Again I'm not saying that Kryo 280 is as different from A73, as say the old Kryo cores or even the A72 or A17 cores.
They said this, they make the microarchitecture. I was there in the room in their offices asking them about it on TechDay. Also on a separate occasion a major licensee disclosed that the changes don't exceed 5% from the original designs and that it's all about the marketing power.
Of course ARM is the one implementing the changes, and thus the ones making the microarchitecture, but again that doesn't necessarily preclude them from making something that differs a fair deal from the A73 (all though as mentioned above, what "a fair deal" encludes would then come down to what one considers significant).
Do you have a link to the 5% link, or was that something told to you directly? And did it refer to their own specific design or was it a more general claim about the limits of what was possible if the license was pushed to it's limit?
@antihelten: I am not sure what answer you are looking for. We have rather clear statement from ARM itself, yet you dismiss it as "rather superficial examples," and I do not know what Andrei (or anyone else for that matter) can do to satisfy your demand.
As far as I know the only example we have is the instruction window change I linked above, and I would consider that example to be fairly superficial in the amount of details offered, but by all means if you have some links to a more in depth list of the various changes that are possible with the built on ARM license then feel free to link it.
There are other circumstantial evidences: that Qualcomm is rather coy about the details of the S835's design; that Geekbench subtest scores show remarkable similarity with A73's (not related to throttling affecting the scores); that ARM's "new" licensing scheme debuted coincidentally when Qualcomm announced S835; that Qualcomm is taking advantage of that license instead of shrinking S820 which was semi-successful; that what few details Qualcomm disclosed about S835 are identical to what we know about A72/A72, such as L1/L2 cache arrangement.
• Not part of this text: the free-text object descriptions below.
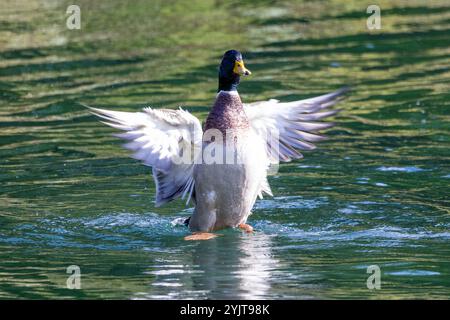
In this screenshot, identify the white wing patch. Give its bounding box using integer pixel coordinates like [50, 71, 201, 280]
[89, 106, 202, 206]
[244, 87, 349, 163]
[245, 88, 348, 199]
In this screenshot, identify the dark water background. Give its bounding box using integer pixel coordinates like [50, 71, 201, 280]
[0, 0, 449, 299]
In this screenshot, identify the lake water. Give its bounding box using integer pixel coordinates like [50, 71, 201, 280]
[0, 0, 449, 299]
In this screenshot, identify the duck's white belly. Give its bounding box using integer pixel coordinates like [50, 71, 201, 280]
[189, 130, 267, 232]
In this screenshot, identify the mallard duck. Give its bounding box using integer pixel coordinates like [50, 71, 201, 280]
[90, 50, 348, 240]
Again variation of up to 10-20% is not what I would consider "remarkable similarity". Also no one is disputing that Kryo is based on the new licensing scheme, so there isn't really anything coincidental here. Also we're talking about A73/A53 here, not A72/A72, so not sure why that would be relevant?
http://www.anandtech.com/show/10948/qualcomm-snapdragon-835-kryo-280-adreno-540/2
There will be time enough more details and die shots of S835 will come out. But it is unlikely Qualcomm will admit that S835 is utilizing stock A72/A73 for obvious reasons that are not tech-related. Consumers do not have a fond memory of Qualcomm's last attempt at utilizing ARM cores (S810), and there will be renewed questions on Qualcomm's competence among tech press and the investors in relation to Qualcomm dropping Kryo design.
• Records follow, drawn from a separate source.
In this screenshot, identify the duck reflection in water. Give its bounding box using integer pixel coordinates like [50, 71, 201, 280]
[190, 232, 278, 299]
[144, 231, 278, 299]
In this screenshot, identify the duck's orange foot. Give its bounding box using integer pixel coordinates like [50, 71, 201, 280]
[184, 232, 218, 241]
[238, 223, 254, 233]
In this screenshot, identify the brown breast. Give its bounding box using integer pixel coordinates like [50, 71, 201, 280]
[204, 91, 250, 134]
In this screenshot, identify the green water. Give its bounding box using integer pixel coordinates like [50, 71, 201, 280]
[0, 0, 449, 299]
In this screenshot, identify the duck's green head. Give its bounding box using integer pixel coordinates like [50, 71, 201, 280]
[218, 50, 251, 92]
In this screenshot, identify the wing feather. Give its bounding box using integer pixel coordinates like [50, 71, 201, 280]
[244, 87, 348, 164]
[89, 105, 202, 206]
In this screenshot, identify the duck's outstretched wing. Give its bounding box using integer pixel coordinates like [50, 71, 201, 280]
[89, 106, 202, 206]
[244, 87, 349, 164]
Of course Qualcomm will not admit to using stock A73 cores, since that would almost certainly be a lie. Even Andrei admitted that
Kryo 280 is most likely modified in some manner (however small and insignificant), even though his
original claim was just A73/A53.
Besides which, depending on how you define "custom," Qualcomm might even have a enough wiggle room to justify calling Kryo 280 a custom design. In that case we are not going to have a consensus because some might consider Qualcomm's implementation "superficial " and some might consider it a genius chip design that no one else did.
To tell the truth I am not sure why all this is important. What matters is S835's performance, its performance/watt, and what ticks it achieve that performance and efficiency. Whether it is called "all-new custom design," or "the best implementation of ARM's big cores to date" seems a rather trivial concern.
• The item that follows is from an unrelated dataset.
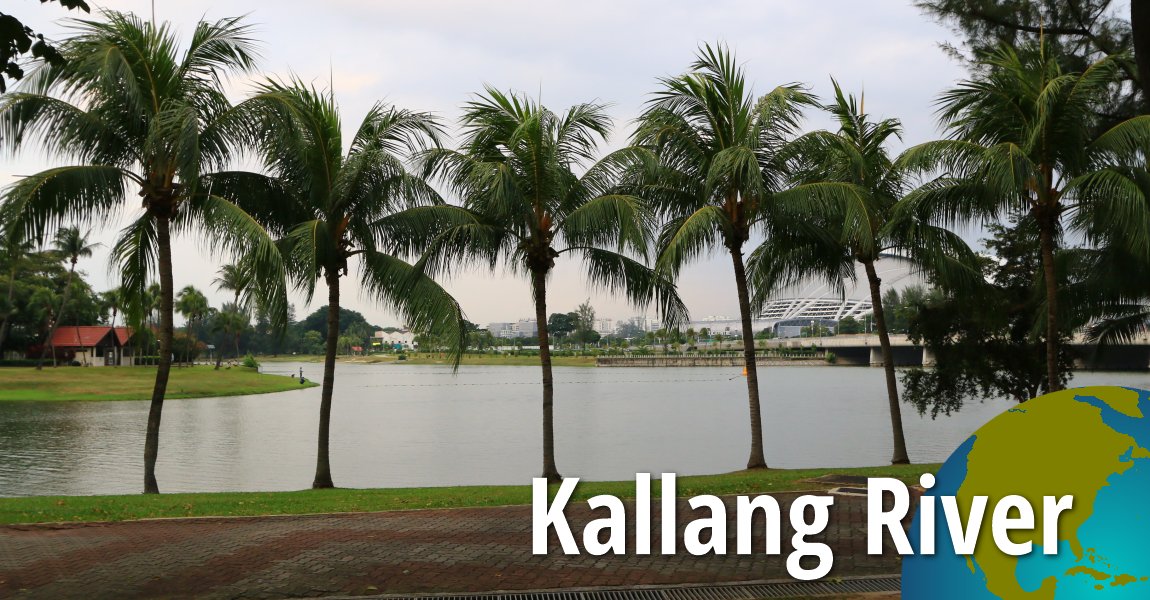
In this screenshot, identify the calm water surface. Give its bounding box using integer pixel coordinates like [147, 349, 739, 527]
[1, 363, 1147, 497]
There's really only one way to define custom, and that is "not stock", obviously a core can be more or less customized and Kryo 280 could certainly be only superficially different from A73, but that would still be a custom version however marginally.
I'm not saying that Kryo 280 a genius chip design, nor is anyone else as far as I can tell, nor is anyone claiming that it is an "all-new custom design", so those are really just strawmen.
The issue is that Andrei originally claimed that Kryo 280 was just A73/A53, he then later admitted that there was most likely some changes but claimed that they were insignificant, using a singular geekbench score to justify this claim, even though the subscores from this test could differ by up to 10-20% from the A73 in Kirin 960. He may certainly still be correct (as I said geekbench is not the most reliable thing in the world), but I just don't really think the evidence provided is particularly strong at this point.